Saturday, September 4, 2010

Tá tú anseo!

Yes, "I am here"! Just not "here". My dreams are plagued with Ireland, my thoughts clouded with scents of peat fire and salty air... Now that I am so close to beginning school once more I have to think back to when we moved here. A year ago my future seemed clear and right out in front of me. Then we went to Ireland and returned home... I spent most of the summer sitting on my ass playing Sims and wishing I had a real life. :-(

Ireland changed my entire being. Maybe I was suppose to just sit this summer but I cannot help feeling like I wasted so much time. Instead of listing the things I could have done, I am going to be thankful for having the time to waste. :-)

My next journey is with numbers and art! I am not sure how I feel about it all just yet. I am excited and nervous! The Ireland program was so exciting and adrenaline based I am wondering just how this year will go. I am really trying not to compare the two, but how is that possible? It is not often that opportunity comes along... Nor for that amount of personal growth to happen in such a small amount of time. I think I will break it down and write a bit more of what I experienced and how I feel it has impacted my life.

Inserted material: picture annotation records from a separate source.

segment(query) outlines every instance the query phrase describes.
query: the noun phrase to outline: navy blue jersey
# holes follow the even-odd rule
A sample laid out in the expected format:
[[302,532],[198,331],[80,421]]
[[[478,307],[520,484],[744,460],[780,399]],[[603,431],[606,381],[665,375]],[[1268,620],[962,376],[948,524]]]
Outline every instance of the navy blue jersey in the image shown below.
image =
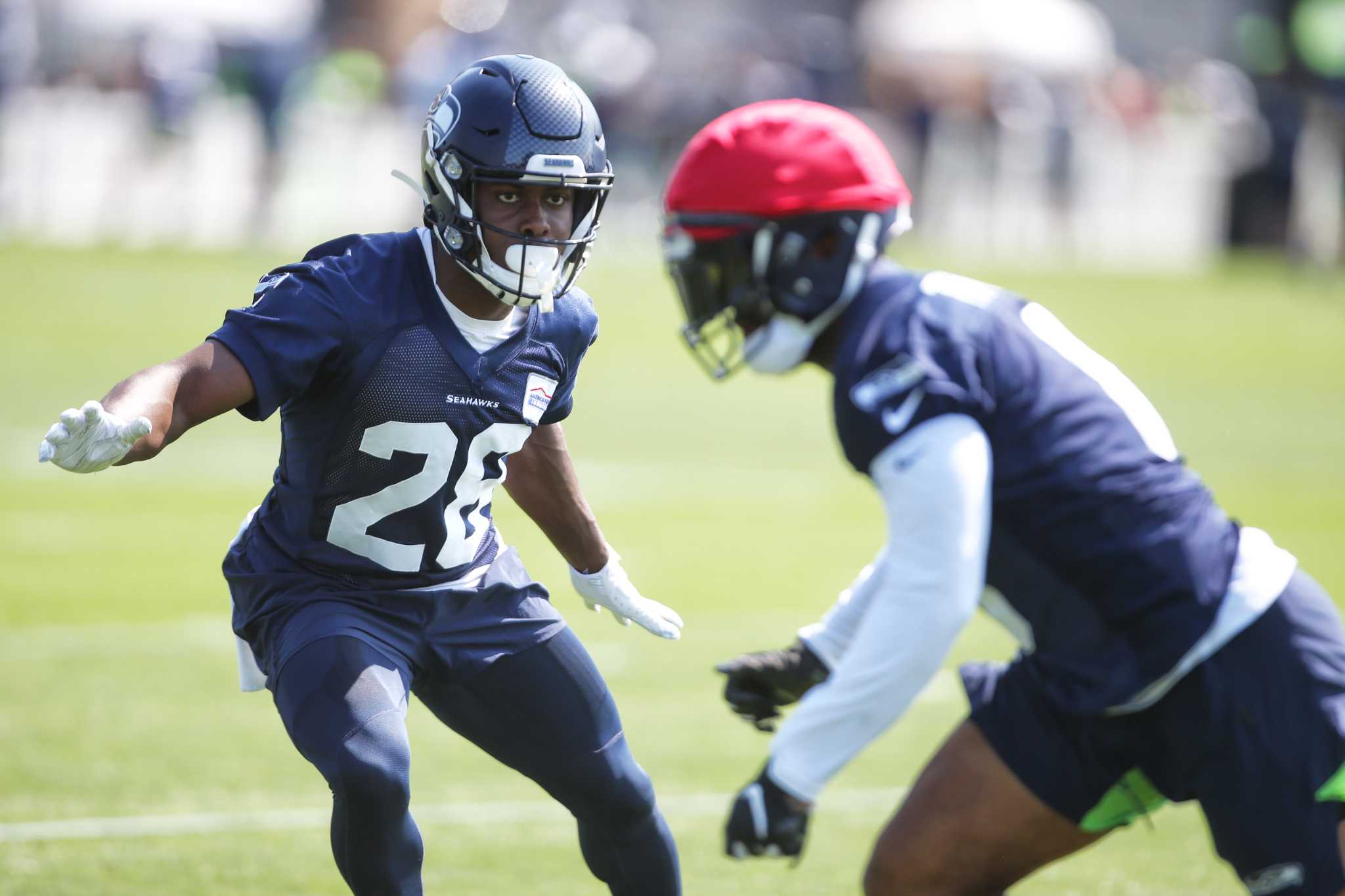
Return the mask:
[[343,236],[276,269],[210,336],[252,376],[239,411],[281,415],[274,484],[225,574],[281,591],[402,590],[484,567],[506,458],[570,412],[596,336],[592,301],[570,290],[477,353],[414,230]]
[[1210,627],[1239,536],[1139,390],[1042,306],[954,274],[881,262],[841,328],[855,469],[942,414],[985,430],[987,584],[1030,626],[1049,696],[1102,712],[1169,673]]

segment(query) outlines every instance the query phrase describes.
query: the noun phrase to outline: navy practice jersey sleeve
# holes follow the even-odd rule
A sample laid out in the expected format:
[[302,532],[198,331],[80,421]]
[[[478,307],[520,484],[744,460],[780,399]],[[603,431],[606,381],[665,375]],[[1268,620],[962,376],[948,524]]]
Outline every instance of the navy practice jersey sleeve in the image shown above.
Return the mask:
[[257,283],[249,308],[231,309],[210,339],[238,356],[257,398],[238,411],[265,420],[335,368],[351,343],[338,296],[312,265],[272,271]]
[[[546,320],[551,314],[561,314],[555,320]],[[543,328],[557,333],[557,348],[561,353],[564,377],[555,384],[546,411],[539,423],[560,423],[574,408],[574,383],[580,373],[580,361],[588,353],[589,345],[597,341],[597,312],[593,310],[593,300],[580,289],[572,289],[555,305],[555,310],[545,316]],[[555,324],[564,326],[555,326]],[[535,388],[530,384],[531,388]]]
[[[915,310],[920,281],[882,266],[855,300],[838,352],[837,431],[846,459],[859,473],[913,427],[943,414],[964,414],[986,426],[994,412],[991,376],[979,347],[986,321],[955,305]],[[893,301],[900,294],[907,301]]]

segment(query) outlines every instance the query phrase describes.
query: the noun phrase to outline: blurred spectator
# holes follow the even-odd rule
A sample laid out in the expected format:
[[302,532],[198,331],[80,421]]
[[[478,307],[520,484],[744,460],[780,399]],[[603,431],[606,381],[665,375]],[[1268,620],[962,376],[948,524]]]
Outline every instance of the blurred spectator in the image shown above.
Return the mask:
[[[32,0],[0,0],[0,172],[9,164],[9,98],[27,85],[38,62],[38,19]],[[13,200],[5,195],[8,179],[0,176],[0,230]]]

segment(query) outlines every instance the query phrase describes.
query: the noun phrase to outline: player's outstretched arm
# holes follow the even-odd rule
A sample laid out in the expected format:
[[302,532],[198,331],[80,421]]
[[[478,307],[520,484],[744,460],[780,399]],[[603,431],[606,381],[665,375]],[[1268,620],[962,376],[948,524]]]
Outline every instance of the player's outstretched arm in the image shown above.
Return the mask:
[[192,426],[250,402],[252,379],[214,340],[128,376],[104,396],[69,408],[47,430],[38,461],[71,473],[148,461]]
[[560,423],[538,426],[510,455],[504,488],[570,564],[570,583],[589,610],[607,607],[621,625],[635,621],[660,638],[682,635],[682,617],[643,596],[603,539],[580,492]]

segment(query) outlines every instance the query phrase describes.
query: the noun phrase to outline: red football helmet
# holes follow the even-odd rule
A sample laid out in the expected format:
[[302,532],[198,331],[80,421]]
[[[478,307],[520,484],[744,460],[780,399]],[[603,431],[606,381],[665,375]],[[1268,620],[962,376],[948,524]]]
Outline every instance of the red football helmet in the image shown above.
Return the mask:
[[771,99],[720,116],[687,144],[664,196],[683,337],[716,379],[742,361],[796,367],[909,227],[909,208],[892,156],[847,111]]

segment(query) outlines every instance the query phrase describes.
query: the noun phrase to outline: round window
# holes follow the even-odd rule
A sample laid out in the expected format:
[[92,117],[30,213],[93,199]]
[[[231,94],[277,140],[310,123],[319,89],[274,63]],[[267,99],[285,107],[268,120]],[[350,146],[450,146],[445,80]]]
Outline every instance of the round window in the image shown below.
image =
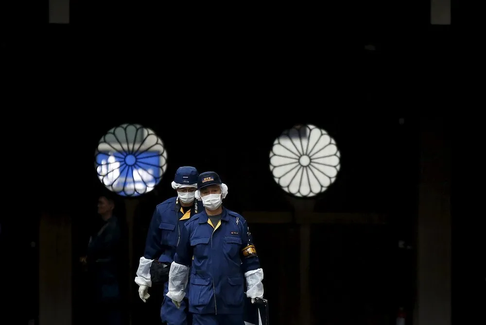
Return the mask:
[[287,193],[314,196],[336,180],[340,154],[327,132],[314,125],[296,125],[275,139],[270,168],[275,181]]
[[139,124],[124,124],[108,131],[100,139],[95,159],[102,183],[123,196],[151,191],[167,166],[162,140]]

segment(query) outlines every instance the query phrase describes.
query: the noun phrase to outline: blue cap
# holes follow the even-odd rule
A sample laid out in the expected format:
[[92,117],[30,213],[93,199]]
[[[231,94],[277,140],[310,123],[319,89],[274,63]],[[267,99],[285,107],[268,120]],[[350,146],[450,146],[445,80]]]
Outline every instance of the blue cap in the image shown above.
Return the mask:
[[197,183],[197,170],[190,166],[179,167],[174,176],[174,182],[182,185],[192,185]]
[[200,189],[209,185],[222,184],[218,174],[214,171],[205,171],[199,174],[197,179],[197,189]]

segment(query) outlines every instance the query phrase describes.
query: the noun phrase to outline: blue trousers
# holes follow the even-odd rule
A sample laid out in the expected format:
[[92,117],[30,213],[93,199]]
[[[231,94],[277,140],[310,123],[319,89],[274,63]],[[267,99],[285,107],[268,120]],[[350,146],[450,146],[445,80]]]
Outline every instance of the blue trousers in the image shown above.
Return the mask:
[[160,308],[160,319],[163,323],[167,325],[191,325],[188,324],[187,312],[188,304],[186,299],[181,302],[180,308],[177,308],[172,302],[172,299],[166,294],[169,292],[169,284],[166,283],[164,286],[164,301]]
[[243,315],[192,314],[192,325],[243,325]]

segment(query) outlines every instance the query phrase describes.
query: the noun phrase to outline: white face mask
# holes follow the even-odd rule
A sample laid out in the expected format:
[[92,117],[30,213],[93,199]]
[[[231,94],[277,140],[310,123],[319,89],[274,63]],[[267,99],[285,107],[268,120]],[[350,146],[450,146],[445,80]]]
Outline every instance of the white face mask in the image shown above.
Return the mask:
[[216,210],[223,203],[221,201],[221,194],[208,194],[206,196],[201,197],[203,200],[203,205],[204,207],[208,208],[212,211]]
[[177,196],[183,203],[191,203],[194,201],[194,192],[177,192]]

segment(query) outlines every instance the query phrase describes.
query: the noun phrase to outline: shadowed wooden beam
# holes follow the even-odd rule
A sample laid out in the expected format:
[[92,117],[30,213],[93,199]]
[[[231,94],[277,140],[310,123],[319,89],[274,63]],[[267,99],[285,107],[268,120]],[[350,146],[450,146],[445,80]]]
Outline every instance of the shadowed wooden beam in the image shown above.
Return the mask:
[[39,229],[39,324],[72,320],[71,224],[67,215],[43,214]]
[[[242,214],[249,223],[287,223],[292,222],[292,212],[248,211]],[[378,213],[311,212],[296,216],[297,223],[385,223],[386,215]]]

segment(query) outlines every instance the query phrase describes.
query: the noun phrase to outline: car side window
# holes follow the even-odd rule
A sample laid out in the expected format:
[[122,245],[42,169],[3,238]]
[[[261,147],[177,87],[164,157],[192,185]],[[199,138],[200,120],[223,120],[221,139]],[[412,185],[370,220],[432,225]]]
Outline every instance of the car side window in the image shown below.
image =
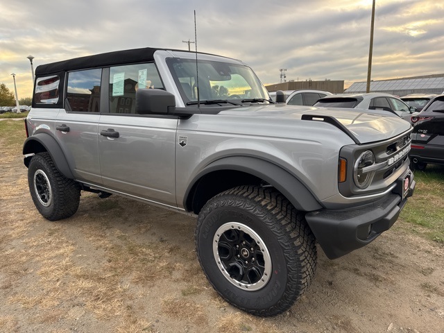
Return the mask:
[[405,112],[409,112],[409,107],[401,101],[398,101],[398,99],[391,99],[391,98],[388,98],[388,100],[390,101],[391,104],[393,105],[392,108],[393,110],[402,111]]
[[370,107],[372,106],[376,108],[388,108],[389,109],[391,109],[391,106],[390,105],[388,101],[387,101],[387,99],[386,99],[385,97],[377,97],[372,99],[370,103]]
[[111,67],[110,112],[135,114],[139,88],[164,89],[154,62]]
[[304,99],[306,105],[312,105],[319,99],[319,94],[317,92],[304,92]]
[[100,112],[101,76],[101,69],[69,73],[67,110],[80,112]]
[[302,94],[295,94],[294,95],[293,95],[293,97],[290,99],[287,104],[289,105],[303,105],[304,102],[302,101]]

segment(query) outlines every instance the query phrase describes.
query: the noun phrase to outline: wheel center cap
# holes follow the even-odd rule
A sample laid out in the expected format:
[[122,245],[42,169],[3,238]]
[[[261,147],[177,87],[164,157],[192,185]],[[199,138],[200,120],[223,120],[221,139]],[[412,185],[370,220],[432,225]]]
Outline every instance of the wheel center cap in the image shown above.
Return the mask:
[[242,255],[242,257],[244,257],[244,258],[248,258],[250,256],[250,251],[244,248],[242,250],[241,250],[241,255]]

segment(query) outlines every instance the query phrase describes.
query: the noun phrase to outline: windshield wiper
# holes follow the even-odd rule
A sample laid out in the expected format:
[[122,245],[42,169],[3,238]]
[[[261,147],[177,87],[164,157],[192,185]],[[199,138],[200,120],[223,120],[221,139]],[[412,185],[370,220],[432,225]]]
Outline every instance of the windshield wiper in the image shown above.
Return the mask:
[[226,99],[207,99],[204,101],[200,101],[198,102],[197,101],[193,101],[191,102],[187,102],[187,105],[195,105],[196,104],[222,104],[224,103],[228,103],[233,105],[240,105],[240,104],[234,102],[231,102],[230,101],[227,101]]
[[274,104],[275,102],[271,101],[271,99],[246,99],[241,101],[242,103],[251,102],[251,103],[259,103],[259,102],[268,102],[272,104]]

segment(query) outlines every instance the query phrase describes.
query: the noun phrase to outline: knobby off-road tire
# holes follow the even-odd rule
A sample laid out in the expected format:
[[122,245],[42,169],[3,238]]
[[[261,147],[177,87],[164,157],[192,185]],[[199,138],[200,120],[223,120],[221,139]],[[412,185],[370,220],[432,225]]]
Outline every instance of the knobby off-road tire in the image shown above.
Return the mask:
[[28,185],[34,205],[45,219],[61,220],[77,212],[80,186],[59,172],[49,153],[35,154],[31,159]]
[[198,215],[195,236],[213,287],[255,315],[289,309],[314,275],[314,236],[303,214],[271,189],[242,186],[214,196]]

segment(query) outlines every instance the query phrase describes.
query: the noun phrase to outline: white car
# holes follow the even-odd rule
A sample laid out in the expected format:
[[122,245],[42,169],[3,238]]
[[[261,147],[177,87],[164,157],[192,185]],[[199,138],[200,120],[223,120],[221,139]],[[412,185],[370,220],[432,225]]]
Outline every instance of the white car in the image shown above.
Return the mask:
[[390,94],[338,94],[319,99],[314,106],[384,110],[395,114],[411,123],[411,117],[416,108],[409,106],[401,99]]
[[[331,92],[323,90],[285,90],[285,103],[289,105],[309,105],[316,103],[319,99],[332,95]],[[271,99],[276,101],[276,92],[269,93]]]

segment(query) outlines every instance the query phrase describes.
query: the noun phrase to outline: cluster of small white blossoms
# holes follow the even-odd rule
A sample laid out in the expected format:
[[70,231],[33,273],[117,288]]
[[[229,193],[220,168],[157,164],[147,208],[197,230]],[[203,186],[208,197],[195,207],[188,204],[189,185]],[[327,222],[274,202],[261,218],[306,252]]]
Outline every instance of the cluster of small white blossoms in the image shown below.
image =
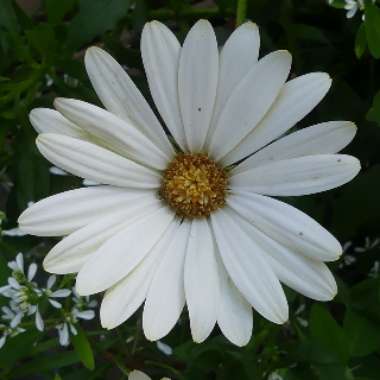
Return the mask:
[[[372,0],[373,3],[376,0]],[[329,5],[335,5],[338,3],[337,0],[328,0]],[[339,2],[341,3],[341,2]],[[364,0],[344,0],[344,4],[342,4],[342,8],[345,9],[346,17],[353,18],[357,12],[363,12],[365,9],[365,1]],[[362,15],[362,19],[364,20],[364,14]]]
[[[45,301],[54,309],[60,310],[60,317],[54,322],[58,330],[59,342],[62,346],[70,343],[70,333],[77,334],[76,325],[79,319],[90,320],[95,317],[92,310],[97,304],[89,297],[79,297],[75,290],[57,289],[55,275],[49,276],[46,286],[39,286],[35,281],[38,266],[31,263],[28,268],[24,256],[19,253],[15,260],[8,263],[12,270],[8,283],[0,287],[0,295],[8,299],[8,305],[2,306],[0,312],[0,348],[9,337],[14,337],[25,331],[22,324],[25,319],[34,319],[39,331],[45,330],[45,322],[40,312],[40,305]],[[56,288],[56,289],[54,289]],[[71,296],[70,309],[62,306],[62,301]]]

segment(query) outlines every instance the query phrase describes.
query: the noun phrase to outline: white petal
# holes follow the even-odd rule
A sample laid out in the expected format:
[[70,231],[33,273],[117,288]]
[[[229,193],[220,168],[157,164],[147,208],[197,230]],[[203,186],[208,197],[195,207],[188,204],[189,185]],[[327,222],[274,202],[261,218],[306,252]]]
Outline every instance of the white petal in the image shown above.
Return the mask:
[[80,319],[85,319],[86,321],[90,321],[91,319],[95,318],[94,310],[78,311],[77,313],[75,313],[75,315]]
[[108,239],[159,207],[160,201],[153,194],[129,199],[120,211],[98,218],[61,240],[45,257],[44,269],[58,274],[79,272]]
[[223,263],[236,287],[263,317],[285,323],[289,311],[284,291],[259,252],[261,248],[241,227],[243,221],[225,208],[211,215],[211,223]]
[[217,260],[220,280],[218,325],[228,340],[242,347],[252,336],[252,306],[231,281],[220,260]]
[[190,152],[205,143],[218,84],[219,52],[214,30],[198,21],[183,43],[178,69],[178,95]]
[[36,263],[30,264],[28,268],[28,275],[27,275],[28,281],[32,281],[36,273],[37,273],[37,264]]
[[219,276],[212,232],[206,219],[191,222],[185,260],[185,295],[193,340],[213,330],[219,300]]
[[38,133],[58,133],[75,138],[88,138],[85,131],[50,108],[34,108],[29,120]]
[[185,131],[178,103],[178,62],[181,46],[164,24],[145,24],[141,55],[154,103],[175,141],[186,150]]
[[214,159],[222,159],[263,118],[289,75],[291,61],[284,50],[268,54],[235,88],[210,136],[209,150]]
[[51,289],[54,286],[56,281],[57,281],[57,276],[55,276],[55,275],[49,276],[49,278],[47,280],[46,287],[48,289]]
[[19,252],[16,256],[16,263],[20,272],[24,273],[24,256]]
[[91,83],[104,106],[127,123],[137,125],[163,152],[173,148],[152,109],[129,75],[107,52],[91,47],[85,56]]
[[128,375],[128,380],[152,380],[144,372],[134,370]]
[[337,153],[352,141],[356,130],[349,121],[329,121],[301,129],[261,149],[238,165],[234,173],[288,158]]
[[62,305],[58,301],[49,298],[49,302],[51,306],[55,307],[56,309],[62,309]]
[[82,178],[114,186],[159,187],[157,172],[86,141],[43,133],[37,147],[54,165]]
[[250,21],[235,29],[224,44],[220,52],[219,83],[209,135],[233,90],[257,63],[259,48],[259,29]]
[[168,334],[185,304],[183,271],[189,231],[190,223],[182,222],[150,284],[143,312],[144,334],[149,340]]
[[[0,338],[0,348],[3,348],[3,347],[4,347],[6,341],[7,341],[7,336],[6,336],[6,335],[3,335],[3,336]],[[134,380],[134,379],[132,379],[132,380]],[[138,379],[136,379],[136,380],[138,380]],[[149,378],[148,378],[148,380],[149,380]]]
[[62,236],[113,214],[144,195],[142,190],[96,186],[52,195],[26,209],[20,228],[38,236]]
[[259,194],[237,193],[228,205],[249,223],[290,250],[314,260],[333,261],[342,254],[339,242],[296,208]]
[[111,112],[76,99],[57,98],[54,106],[102,144],[121,156],[154,169],[165,169],[173,153],[166,154],[134,125]]
[[351,181],[360,171],[360,162],[344,154],[290,158],[247,169],[231,177],[238,191],[273,196],[315,194]]
[[43,319],[41,317],[41,314],[40,314],[38,308],[37,308],[37,311],[36,311],[35,323],[36,323],[36,327],[37,327],[38,331],[44,331],[45,324],[44,324],[44,321],[43,321]]
[[164,206],[106,241],[80,270],[78,294],[101,292],[127,276],[159,241],[173,218],[174,213]]
[[112,329],[119,326],[142,305],[158,261],[166,254],[179,226],[179,221],[173,220],[147,257],[128,276],[106,291],[100,307],[103,327]]
[[284,134],[312,111],[330,87],[326,73],[310,73],[287,82],[264,119],[223,158],[223,164],[237,162]]
[[330,301],[335,297],[336,282],[325,264],[278,244],[252,224],[245,224],[245,227],[263,249],[266,260],[281,282],[318,301]]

I have been thinking a lot about Dublin. I am not a fan of big cities! Dublin is fairly large and yet I felt very comfortable there. I usually tense up when I am around large amounts of people I do not know, but I had no problem hanging out and being calm. It is this calm feeling that has had me feeling out of sorts. It is as if I picked it up in Dublin and left it there before returning home! I would very much like that feeling back! My stomach has been in knots since returning home. Worrying about every little thing... What is it about Ireland that caused me to find a sense of well-being?